Machine learning assisted preparation of highly crystalline cellulose nanocrystals: lessons from cellulose sources and reaction conditions†
Abstract
Cellulosic materials have varying amounts of crystalline and amorphous domains, influenced by their source and processing history. The degree of crystallinity in cellulose significantly affects the properties and behaviour of cellulosic materials. Therefore, understanding and controlling cellulose crystallinity is vital for optimising the properties and performance of these materials. However, measuring the crystalline nature of synthesized cellulose nanocrystals is challenging due to inconsistent results from various analytical techniques such as XRD, NMR, FTIR, etc. Hence, developing an optimal method for predicting the crystalline nature of cellulose nanocrystals is promising. Herein, a machine learning model to predict the crystalline nature of CNCs is developed using a dataset created from the published literature. This model uses various cellulose sources and reaction conditions as input descriptors.

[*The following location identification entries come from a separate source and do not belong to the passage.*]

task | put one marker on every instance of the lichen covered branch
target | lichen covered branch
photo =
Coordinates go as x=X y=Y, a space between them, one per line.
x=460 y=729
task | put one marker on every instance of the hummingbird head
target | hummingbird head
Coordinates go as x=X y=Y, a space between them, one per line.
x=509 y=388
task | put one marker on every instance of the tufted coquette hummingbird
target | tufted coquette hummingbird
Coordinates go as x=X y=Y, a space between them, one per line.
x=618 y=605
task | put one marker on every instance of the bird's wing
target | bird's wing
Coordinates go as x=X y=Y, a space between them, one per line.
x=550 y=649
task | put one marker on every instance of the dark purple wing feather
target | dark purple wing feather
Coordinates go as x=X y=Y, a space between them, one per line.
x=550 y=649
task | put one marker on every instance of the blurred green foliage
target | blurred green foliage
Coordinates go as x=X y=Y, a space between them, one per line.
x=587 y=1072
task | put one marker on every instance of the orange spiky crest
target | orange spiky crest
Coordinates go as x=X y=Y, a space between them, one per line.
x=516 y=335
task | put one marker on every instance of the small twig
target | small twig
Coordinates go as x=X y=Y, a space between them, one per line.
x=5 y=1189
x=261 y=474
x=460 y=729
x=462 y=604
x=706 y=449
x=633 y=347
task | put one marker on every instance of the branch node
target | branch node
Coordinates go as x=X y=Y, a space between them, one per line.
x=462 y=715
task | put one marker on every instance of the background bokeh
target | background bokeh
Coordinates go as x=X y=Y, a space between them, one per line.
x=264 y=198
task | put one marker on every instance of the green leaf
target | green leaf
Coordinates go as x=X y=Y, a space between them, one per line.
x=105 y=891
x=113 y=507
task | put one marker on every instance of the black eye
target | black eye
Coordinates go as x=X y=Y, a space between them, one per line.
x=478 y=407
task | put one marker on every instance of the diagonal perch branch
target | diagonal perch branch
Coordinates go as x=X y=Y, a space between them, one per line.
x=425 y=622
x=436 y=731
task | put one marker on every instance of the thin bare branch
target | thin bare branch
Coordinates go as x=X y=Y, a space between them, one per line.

The K-Nearest Neighbors (KNN) classifier, Support Vector classifier, Decision Tree classifier, RandomForest classifier and HistGradient boost classifier are trained on the dataset, and KNN was identified as the best machine learning model for crystalline nature prediction (accuracy = 95%). Using a KNN regressor, a crystallinity index predictor is also developed (R2 score = 0.82, RMSE = 1.59). Cellulose sources are identified as the major factors influencing cellulose nanocrystals’ crystalline nature. The developed model can bypass the need for trial-and-error synthesis to obtain a highly crystalline nature.